Chaque 15 avril, le monde célèbre l’art. En République démocratique du Congo, cette célébration résonne aussi comme un rappel des réalités difficiles du secteur.
Instaurée en hommage à Léonard de Vinci, figure emblématique du génie créatif, la Journée mondiale de l’art est considérée comme un moment de valorisation des artistes et de sensibilisation à la culture. En RDC, riche en talents mais encore marquée par la faiblesse des structures de diffusion, elle prend une dimension particulière, presque urgente.
Dans un contexte marqué par un manque d’infrastructures culturelles, de politiques de soutien efficaces et de véritables marchés structurés, les artistes évoluent souvent entre débrouillardise et reconnaissance extérieure.
À l’occasion de cette Journée, l’artiste visuel congolais Baba Tshikama livre un regard à la fois personnel et critique sur son parcours, sa pratique artistique et l’évolution du secteur en République démocratique du Congo.
Lauréat du Prix Lokumu arts visuels 2025, il s’impose aujourd’hui comme une figure engagée de la scène artistique. Ingénieur culturel et enseignant des arts, il définit son travail comme une expression profondément personnelle :« L’art, pour moi, est l’expression de mon moi intérieur pour interpeller l’humanité au sujet du rendez-vous du donner et recevoir », explique-t-il.
Sa pratique repose principalement sur la peinture acrylique sur toile, un médium qu’il utilise pour exprimer ses rêves, sa vision du monde et ses réflexions. Son univers pictural se caractérise par une palette vive, rehaussée de tons plus froids tels que l’ocre et le bleu. Situé entre le semi-abstrait et le semi-figuratif, son travail, salué par le critique d’art Panya Bula Bula, se distingue également par des coups de pinceaux verticaux qui apportent une profondeur singulière à ses compositions.
Au centre de ses œuvres figurent des scènes de vie quotidienne, notamment des élèves en tenue bleu et blanc, représentés dans des postures liées à l’apprentissage. À travers ces images, l’artiste traduit une vision où la réussite passe par la compréhension du « comment », du « pourquoi », avant d’atteindre la lumière.
Parmi ses œuvres marquantes, on retrouve notamment celles présentées lors de l’exposition Rumb’Art en 2022 au Centre Wallonie-Bruxelles, inscrite dans la valorisation de la rumba comme patrimoine immatériel. Ces créations témoignent de son approche artistique centrée sur la mémoire culturelle, l’identité et les dynamiques sociales.
Entre création, réalité et engagement !

Mais derrière cette richesse artistique, les réalités du terrain restent contrastées.
« Le pays est plein de talents, mais pas d’opportunités de se faire valoir dans les activités relatives à la promotion des arts et des artistes », déplore-t-il. Un constat qui met en lumière le manque de structures d’accompagnement et de valorisation.
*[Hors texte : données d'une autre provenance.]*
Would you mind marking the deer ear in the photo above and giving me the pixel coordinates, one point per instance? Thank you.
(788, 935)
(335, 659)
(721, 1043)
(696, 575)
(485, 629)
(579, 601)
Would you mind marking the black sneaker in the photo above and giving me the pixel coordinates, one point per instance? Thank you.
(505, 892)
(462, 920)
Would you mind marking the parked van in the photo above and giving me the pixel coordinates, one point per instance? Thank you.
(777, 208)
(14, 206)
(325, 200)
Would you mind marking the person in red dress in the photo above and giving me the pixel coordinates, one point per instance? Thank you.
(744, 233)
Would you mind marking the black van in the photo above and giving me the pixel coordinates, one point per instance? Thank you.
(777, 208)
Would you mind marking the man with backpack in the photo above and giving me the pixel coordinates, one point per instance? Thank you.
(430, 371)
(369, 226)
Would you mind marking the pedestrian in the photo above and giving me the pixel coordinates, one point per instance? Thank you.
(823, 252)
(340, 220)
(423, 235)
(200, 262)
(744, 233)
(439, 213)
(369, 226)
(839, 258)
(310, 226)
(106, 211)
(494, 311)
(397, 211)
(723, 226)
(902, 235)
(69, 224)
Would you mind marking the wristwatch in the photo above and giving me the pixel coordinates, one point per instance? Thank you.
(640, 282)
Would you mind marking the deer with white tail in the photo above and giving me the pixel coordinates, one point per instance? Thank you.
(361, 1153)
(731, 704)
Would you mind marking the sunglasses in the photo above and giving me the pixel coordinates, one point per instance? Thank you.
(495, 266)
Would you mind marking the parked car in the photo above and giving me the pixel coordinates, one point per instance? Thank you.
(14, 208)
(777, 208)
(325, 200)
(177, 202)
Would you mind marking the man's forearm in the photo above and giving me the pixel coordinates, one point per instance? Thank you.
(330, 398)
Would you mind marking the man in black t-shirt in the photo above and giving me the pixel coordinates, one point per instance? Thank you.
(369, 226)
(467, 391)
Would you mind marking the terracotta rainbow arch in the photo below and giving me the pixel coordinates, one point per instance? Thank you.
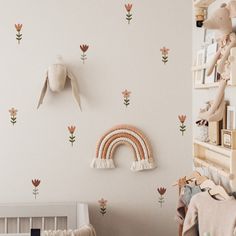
(123, 134)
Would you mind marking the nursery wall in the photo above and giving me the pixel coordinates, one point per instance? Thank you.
(120, 56)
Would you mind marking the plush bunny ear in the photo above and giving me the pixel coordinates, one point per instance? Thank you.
(75, 89)
(44, 89)
(232, 8)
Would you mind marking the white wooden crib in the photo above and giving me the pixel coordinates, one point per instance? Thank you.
(18, 219)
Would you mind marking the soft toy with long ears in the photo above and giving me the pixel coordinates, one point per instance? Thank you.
(221, 20)
(55, 80)
(215, 109)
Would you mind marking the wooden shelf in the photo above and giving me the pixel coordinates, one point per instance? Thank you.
(216, 148)
(203, 3)
(206, 86)
(217, 158)
(230, 83)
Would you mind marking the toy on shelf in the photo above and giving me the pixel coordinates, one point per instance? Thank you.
(221, 20)
(216, 109)
(200, 10)
(55, 78)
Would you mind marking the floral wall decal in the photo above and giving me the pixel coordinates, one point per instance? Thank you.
(72, 136)
(36, 183)
(182, 119)
(13, 113)
(165, 54)
(18, 34)
(161, 192)
(103, 205)
(84, 48)
(128, 8)
(126, 96)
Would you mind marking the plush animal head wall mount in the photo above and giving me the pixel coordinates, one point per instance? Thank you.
(123, 134)
(221, 19)
(201, 10)
(55, 80)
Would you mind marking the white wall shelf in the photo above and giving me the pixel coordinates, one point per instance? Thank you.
(203, 3)
(231, 82)
(216, 158)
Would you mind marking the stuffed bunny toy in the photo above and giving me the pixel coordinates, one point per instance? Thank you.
(55, 80)
(222, 22)
(214, 110)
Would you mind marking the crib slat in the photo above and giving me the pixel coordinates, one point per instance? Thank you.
(43, 223)
(5, 226)
(18, 225)
(31, 224)
(55, 223)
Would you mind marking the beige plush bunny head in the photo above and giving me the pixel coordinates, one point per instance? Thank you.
(57, 74)
(55, 80)
(221, 19)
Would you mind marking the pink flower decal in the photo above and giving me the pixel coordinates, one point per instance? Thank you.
(72, 136)
(182, 119)
(165, 54)
(18, 34)
(126, 96)
(103, 205)
(36, 183)
(84, 48)
(13, 113)
(161, 192)
(128, 8)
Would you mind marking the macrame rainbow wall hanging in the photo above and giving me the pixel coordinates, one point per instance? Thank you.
(123, 134)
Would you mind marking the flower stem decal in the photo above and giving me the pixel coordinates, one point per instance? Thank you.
(162, 192)
(13, 113)
(126, 95)
(128, 8)
(36, 183)
(165, 54)
(84, 49)
(72, 136)
(18, 34)
(103, 205)
(182, 119)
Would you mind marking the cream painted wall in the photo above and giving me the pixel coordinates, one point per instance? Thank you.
(120, 56)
La question du marché de l’art reste également préoccupante. La majorité de ses clients sont étrangers, une réalité qui traduit à la fois un déficit de reconnaissance locale de la valeur des œuvres et des contraintes économiques persistantes.
À propos du statut de l’artiste mis en place par les autorités, il évoque des avancées, tout en soulignant certaines limites dans sa mise en œuvre. Selon lui, des efforts restent à fournir pour renforcer la cohérence et l’efficacité de ce cadre, afin qu’il réponde pleinement aux attentes des acteurs du secteur.
Malgré ces défis, certaines distinctions viennent marquer son parcours. Le Prix Lokumu représente pour lui « une vitrine » ayant renforcé sa visibilité dans le paysage artistique, notamment grâce aux réseaux sociaux. « Visibilité et reconnaissance », résume-t-il, évoquant l’impact concret de cette distinction sur sa carrière, qui a consolidé son identité picturale et la cohérence de son langage artistique.
Aux jeunes artistes congolais, il adresse un message de motivation et de discipline : il les encourage à faire preuve de courage, à rester positifs et à cultiver la rigueur dans leur travail, en évitant toute forme de paresse mentale. Un conseil qu’il inscrit dans son propre parcours, nourri notamment par l’encadrement du professeur Henri Kalama Akulez et par une volonté constante de progression.
En cette Journée mondiale de l’art, il invite avant tout à la réflexion et à la prise de recul. Une manière de souligner que l’art, au-delà de la création, demeure un espace de conscience, de questionnement et d’espoir.